Using near real-time medical claims to target physicians with newly diagnosed patients

Pharmaceutical CommercePharmaceutical Commerce - September/October 2016


Traditionally, the industry standard for using medical claims to target physicians is to look at the data on a quarterly or annual basis. In many instances this will suffice. Today, however, the climate is fierce for life sciences companies, with highly aggressive competition in volatile environments. Thus, their success often is found in being in the right place at the right time to influence a treatment decision. In these instances, medical claims data can make a difference.

This data, while rich in information, can be outdated and inadequate in driving timely business decision-making, particularly when compared to prescription claims data. This latency made it challenging to use medical claims to support timely business decision-making. However, as healthcare technology evolves, medical claims data is becoming more rapidly available. This shift has opened a door to new and innovative ways of using daily and weekly claims feeds to derive key insights and enable more agile sales and marketing teams.

Recently, LexisNexis Health Care conducted a pilot study with a pharma client to test the value of a recently introduced service, MarketView Early Alerts. This service makes use of medical claims data that are received in near real-time (days or weeks); the question to address is, can access to this data make a difference in prescribing activity? Significantly, the pilot study demonstrated a two- to threefold rise in prescribing, compared to a control group of physicians who were not included in the MarketView Early Alerts database.

Do you have a need for speed?Before examining the details of a near real-time medical-claims database, it is worth asking, is the targeted therapy right for this type of analysis? There are several key factors to consider when determining if you need real-time or near real-time data to improve how your sales force prioritizes its HCP targets.

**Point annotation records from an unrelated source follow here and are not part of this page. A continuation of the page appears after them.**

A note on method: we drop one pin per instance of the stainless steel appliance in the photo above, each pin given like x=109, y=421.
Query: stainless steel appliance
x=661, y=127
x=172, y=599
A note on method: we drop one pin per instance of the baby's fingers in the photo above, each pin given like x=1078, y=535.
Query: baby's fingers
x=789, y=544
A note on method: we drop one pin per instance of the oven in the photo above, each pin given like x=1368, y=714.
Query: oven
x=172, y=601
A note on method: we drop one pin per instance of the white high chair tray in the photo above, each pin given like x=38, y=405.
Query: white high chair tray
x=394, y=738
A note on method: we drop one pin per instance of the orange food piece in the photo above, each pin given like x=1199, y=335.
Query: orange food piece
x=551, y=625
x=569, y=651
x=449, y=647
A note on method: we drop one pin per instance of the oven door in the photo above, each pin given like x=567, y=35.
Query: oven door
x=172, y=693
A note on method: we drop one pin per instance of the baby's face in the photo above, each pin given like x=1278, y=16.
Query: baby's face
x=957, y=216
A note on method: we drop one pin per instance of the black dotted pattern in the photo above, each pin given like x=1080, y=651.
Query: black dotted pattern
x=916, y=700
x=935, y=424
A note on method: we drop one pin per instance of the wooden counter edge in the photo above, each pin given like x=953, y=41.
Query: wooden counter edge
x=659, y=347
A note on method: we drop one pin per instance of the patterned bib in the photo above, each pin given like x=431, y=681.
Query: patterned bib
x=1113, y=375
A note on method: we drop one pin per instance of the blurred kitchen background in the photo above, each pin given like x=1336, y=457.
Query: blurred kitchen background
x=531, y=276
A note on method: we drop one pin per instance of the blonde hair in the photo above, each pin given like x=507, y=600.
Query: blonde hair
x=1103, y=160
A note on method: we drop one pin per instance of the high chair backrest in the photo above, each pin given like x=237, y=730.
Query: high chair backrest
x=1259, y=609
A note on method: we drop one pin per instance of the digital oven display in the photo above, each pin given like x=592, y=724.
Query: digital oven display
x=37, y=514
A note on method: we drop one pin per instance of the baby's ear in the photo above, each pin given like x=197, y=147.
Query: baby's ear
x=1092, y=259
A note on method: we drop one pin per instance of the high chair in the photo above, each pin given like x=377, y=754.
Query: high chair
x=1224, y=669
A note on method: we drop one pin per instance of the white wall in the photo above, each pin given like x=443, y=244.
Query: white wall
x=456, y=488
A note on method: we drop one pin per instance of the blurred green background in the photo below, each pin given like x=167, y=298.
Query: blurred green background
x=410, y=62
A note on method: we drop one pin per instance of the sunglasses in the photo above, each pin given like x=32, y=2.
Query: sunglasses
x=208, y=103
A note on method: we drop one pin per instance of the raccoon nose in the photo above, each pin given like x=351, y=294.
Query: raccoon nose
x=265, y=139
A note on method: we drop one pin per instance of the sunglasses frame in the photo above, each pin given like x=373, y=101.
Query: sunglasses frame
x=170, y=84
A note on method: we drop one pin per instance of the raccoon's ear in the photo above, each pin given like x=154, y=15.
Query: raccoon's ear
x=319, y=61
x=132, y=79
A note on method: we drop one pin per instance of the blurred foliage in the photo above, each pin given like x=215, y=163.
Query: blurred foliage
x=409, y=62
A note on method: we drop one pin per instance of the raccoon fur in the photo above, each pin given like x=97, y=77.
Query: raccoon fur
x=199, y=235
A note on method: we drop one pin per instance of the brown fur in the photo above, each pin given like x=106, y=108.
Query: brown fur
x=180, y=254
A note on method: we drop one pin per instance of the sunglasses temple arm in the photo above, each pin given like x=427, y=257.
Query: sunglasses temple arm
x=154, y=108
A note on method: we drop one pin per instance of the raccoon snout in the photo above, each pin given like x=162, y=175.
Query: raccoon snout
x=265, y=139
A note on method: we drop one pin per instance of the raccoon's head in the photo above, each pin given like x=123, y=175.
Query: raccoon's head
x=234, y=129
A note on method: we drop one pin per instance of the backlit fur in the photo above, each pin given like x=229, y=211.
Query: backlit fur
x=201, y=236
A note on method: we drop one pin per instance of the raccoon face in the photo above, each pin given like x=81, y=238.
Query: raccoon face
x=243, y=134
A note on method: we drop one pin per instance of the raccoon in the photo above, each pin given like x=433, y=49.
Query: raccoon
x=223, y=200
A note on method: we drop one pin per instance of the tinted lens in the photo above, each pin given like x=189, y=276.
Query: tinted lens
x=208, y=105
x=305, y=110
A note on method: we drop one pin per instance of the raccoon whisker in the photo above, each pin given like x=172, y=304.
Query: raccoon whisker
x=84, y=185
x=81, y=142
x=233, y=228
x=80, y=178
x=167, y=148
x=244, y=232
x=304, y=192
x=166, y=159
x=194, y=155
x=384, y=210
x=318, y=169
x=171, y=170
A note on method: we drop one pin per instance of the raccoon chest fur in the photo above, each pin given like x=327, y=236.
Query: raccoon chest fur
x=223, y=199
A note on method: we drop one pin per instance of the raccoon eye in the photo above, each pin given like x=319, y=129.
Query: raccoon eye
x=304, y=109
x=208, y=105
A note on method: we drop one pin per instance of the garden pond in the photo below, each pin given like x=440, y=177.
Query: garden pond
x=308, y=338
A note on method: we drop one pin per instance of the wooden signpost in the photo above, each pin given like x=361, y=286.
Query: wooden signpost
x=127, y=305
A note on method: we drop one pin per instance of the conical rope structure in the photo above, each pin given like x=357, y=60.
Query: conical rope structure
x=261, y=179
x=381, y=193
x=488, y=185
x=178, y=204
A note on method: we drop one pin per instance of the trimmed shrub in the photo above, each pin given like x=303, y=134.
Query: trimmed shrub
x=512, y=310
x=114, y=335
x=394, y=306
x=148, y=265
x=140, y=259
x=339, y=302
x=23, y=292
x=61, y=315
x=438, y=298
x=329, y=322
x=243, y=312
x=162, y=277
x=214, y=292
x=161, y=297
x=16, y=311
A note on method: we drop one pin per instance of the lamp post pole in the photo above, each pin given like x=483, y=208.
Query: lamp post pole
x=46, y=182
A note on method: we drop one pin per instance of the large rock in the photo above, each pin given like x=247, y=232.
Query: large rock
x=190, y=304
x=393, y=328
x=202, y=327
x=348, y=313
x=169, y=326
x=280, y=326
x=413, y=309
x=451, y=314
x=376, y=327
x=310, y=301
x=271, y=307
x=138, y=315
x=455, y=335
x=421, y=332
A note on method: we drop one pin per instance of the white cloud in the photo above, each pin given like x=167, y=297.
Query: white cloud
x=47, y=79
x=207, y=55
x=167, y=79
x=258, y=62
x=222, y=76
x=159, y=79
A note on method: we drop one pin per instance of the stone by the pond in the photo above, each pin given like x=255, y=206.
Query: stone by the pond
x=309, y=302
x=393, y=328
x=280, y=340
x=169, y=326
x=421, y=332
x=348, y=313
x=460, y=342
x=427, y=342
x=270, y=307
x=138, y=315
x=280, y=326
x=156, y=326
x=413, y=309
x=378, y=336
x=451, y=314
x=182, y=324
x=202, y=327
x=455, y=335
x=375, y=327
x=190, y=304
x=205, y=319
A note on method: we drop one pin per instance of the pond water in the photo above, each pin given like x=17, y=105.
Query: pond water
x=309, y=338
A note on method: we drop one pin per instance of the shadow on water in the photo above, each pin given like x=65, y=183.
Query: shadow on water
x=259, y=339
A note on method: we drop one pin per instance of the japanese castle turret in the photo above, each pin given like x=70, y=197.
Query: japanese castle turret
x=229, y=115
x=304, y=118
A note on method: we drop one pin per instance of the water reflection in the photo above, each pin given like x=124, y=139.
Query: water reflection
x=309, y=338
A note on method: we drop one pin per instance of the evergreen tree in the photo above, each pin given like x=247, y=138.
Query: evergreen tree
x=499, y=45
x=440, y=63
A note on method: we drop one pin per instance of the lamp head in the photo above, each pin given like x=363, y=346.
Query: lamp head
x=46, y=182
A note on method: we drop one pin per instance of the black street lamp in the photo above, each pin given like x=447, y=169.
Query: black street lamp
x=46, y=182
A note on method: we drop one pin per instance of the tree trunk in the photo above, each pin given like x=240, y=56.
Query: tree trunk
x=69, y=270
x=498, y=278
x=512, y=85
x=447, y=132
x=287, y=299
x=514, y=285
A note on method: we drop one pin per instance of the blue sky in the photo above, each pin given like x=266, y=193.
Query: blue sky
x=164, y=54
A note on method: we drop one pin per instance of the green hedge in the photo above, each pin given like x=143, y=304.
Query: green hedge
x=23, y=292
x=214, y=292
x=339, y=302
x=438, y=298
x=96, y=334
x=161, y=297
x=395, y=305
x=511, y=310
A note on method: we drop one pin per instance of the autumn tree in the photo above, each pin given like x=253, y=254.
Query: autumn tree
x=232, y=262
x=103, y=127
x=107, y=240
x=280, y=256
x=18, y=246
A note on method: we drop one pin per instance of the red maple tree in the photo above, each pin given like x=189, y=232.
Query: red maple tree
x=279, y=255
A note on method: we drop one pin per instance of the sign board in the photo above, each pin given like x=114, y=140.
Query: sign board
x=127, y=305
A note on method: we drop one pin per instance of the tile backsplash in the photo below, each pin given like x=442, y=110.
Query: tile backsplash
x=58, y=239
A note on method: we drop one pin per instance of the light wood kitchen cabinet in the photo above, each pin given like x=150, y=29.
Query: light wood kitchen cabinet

  • Reduce latency. If your organization is relying on data delivered quarterly, it may be (at best) three months old by the time your sales force receives it. Ask yourself if that latency is impacting your competitive advantage.
  • Flexible sales force. Your sales force must be flexible enough to act on the information. The benefit of receiving near real-time intelligence is that your sales force has the ability to act immediately. Can your sales force quickly adapt and reprioritize to follow these new leads?
  • Time. To adequately use the approach outlined in the pilot project, there must be a delay between the patient’s initial diagnosis and treatment, so that the sales force has the opportunity to use the information to target the physician and influence his/her treatment recommendations. For example, we see many organizations with a need for it in the oncology space, where there is often a period of time between diagnosis and treatment.
  • Value. Ultimately, it is important to assess where there is a value to your organization in using this approach. In the case of the pilot program, the neurological disorder was rare, and the treatment was expensive. There was a big return to be gained by the company for each new patient using the therapy.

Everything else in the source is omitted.